In Linux, the radix tree can be described as follows:
The number of forks shown in this figure is 2 ^ 2 = 4. Its height is 3. Each node contains a height field to mark the maximum binary integer at the root of the subtree to optimize the search speed. Of course, a Global Array like the following is required:
Static unsigned long height_to_maxindex [radix_tree_max_path + 1];
2. Important differences from basic Radix trees
(1) The corresponding key value is an integer in the binary format, rather than a string. The integer is much faster than the string. All leaf nodes correspond to the long integer value, that is, the address space value.
(2) When backward Link (forking) is described by a binary integer, the path edge does not contain any actual content. You only need to backward link to describe a path, this is the same as the standard trie structure. The binary representation is a decimal value, that is, four backward links of "0, 1, 2, 3. 3. Implementation key:
(1) The number of backward links varies with different systems, such as lib/radix-tree.c has the following define:
# Ifdef _ KERNEL __
# Define radix_tree_map_shift (config_base_small? 4: 6)
# Else
# Define radix_tree_map_shift 3/* for more stressful testing */
# Endif
# Define radix_tree_map_size (1ul <radix_tree_map_shift)

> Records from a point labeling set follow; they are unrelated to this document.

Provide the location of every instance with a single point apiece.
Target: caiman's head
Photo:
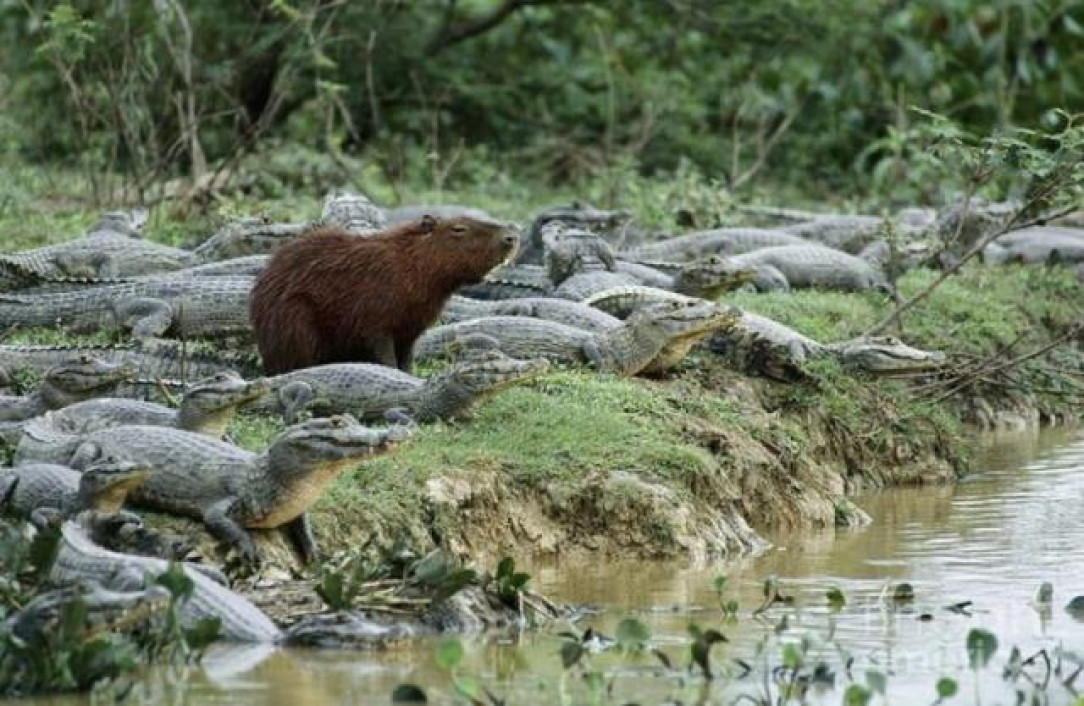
(210, 403)
(103, 612)
(676, 319)
(352, 210)
(570, 251)
(887, 356)
(105, 484)
(487, 371)
(710, 277)
(302, 447)
(575, 216)
(82, 377)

# Define radix_tree_map_mask (RADIX_TREE_MAP_SIZE-1)
In other words, in kernel applications, if config_base_small is marked, each node provides 2 ^ 4 = 32 forks; otherwise, 2 ^ 6 = 64 forks. Radix_tree_map_mask indicates 4 or 6 digits. Apparently, the maximum depth is:
# Define radix_tree_index_bits (8/* char_bit */* sizeof (unsigned long ))
# Define radix_tree_max_path (div_round_up/
(Radix_tree_index_bits, radix_tree_map_shift ))

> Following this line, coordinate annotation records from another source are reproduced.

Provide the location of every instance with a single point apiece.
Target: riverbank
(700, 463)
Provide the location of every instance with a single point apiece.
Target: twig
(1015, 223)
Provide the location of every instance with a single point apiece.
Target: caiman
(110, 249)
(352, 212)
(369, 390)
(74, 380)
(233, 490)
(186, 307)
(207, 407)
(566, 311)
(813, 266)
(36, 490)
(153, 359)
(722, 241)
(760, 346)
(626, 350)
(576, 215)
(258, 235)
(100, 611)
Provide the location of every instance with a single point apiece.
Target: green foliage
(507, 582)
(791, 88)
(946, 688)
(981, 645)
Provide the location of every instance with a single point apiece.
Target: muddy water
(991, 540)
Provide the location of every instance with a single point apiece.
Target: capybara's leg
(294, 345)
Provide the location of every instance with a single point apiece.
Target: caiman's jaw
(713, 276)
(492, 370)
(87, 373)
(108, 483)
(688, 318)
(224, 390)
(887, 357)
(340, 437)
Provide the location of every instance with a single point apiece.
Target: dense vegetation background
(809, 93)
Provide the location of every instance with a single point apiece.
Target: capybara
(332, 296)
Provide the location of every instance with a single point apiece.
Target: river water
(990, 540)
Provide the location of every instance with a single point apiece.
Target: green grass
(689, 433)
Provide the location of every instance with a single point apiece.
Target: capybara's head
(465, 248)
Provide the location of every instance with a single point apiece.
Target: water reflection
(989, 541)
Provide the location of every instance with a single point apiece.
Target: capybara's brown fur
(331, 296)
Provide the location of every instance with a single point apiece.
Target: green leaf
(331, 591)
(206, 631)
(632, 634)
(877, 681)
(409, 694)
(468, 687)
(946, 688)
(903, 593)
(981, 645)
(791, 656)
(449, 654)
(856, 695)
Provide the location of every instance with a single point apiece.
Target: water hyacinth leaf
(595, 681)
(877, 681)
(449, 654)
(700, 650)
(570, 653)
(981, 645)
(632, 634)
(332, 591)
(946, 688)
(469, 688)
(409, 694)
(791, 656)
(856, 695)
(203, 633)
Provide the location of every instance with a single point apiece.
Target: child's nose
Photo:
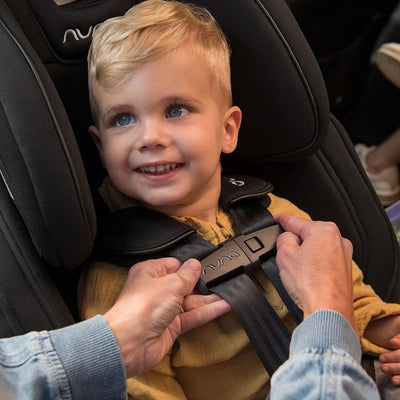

(2) Because insert/delete needs to maintain the height field of each node, it is not simply based on the split and merge of the basic Radix tree, but needs to adjust the height value of the relevant node, it is implemented by calling radix_tree_extend and radix_tree_shrink respectively.
Here, radix_tree_extend must be adjusted only when the newly inserted integer is greater than the maximum integer that can be stored under the current height, because the latter is the maximum value that can be stored by a full Binary Tree Under the height, if the maximum value is not exceeded, the value is inserted in a certain height level without adjusting the height of any other node.
(3) concurrency considerations: Because the page cache needs to be global and the processes are constantly accessed, the concurrency performance must be considered, A large amount of contention caused by the use of locks on a tree cannot meet the speed requirements. In Linux, RCU technology is used to traverse the tree to Achieve Synchronous concurrency.
RCU (read-copy update). To be honest, I did not read it at all. I only know that it is a way to ensure that the insert/delete operation is not required when reading the radix tree, no locks are required. From the kernel code, when reading a node during the lookup operation, the call is similar to node = rcu_dereference (* slot. When the insert/delete operation pointer is used, use the call of rcu_assign_pointer (node-> slots [offset], slot. The specific synchronization tasks are all handled by RCU.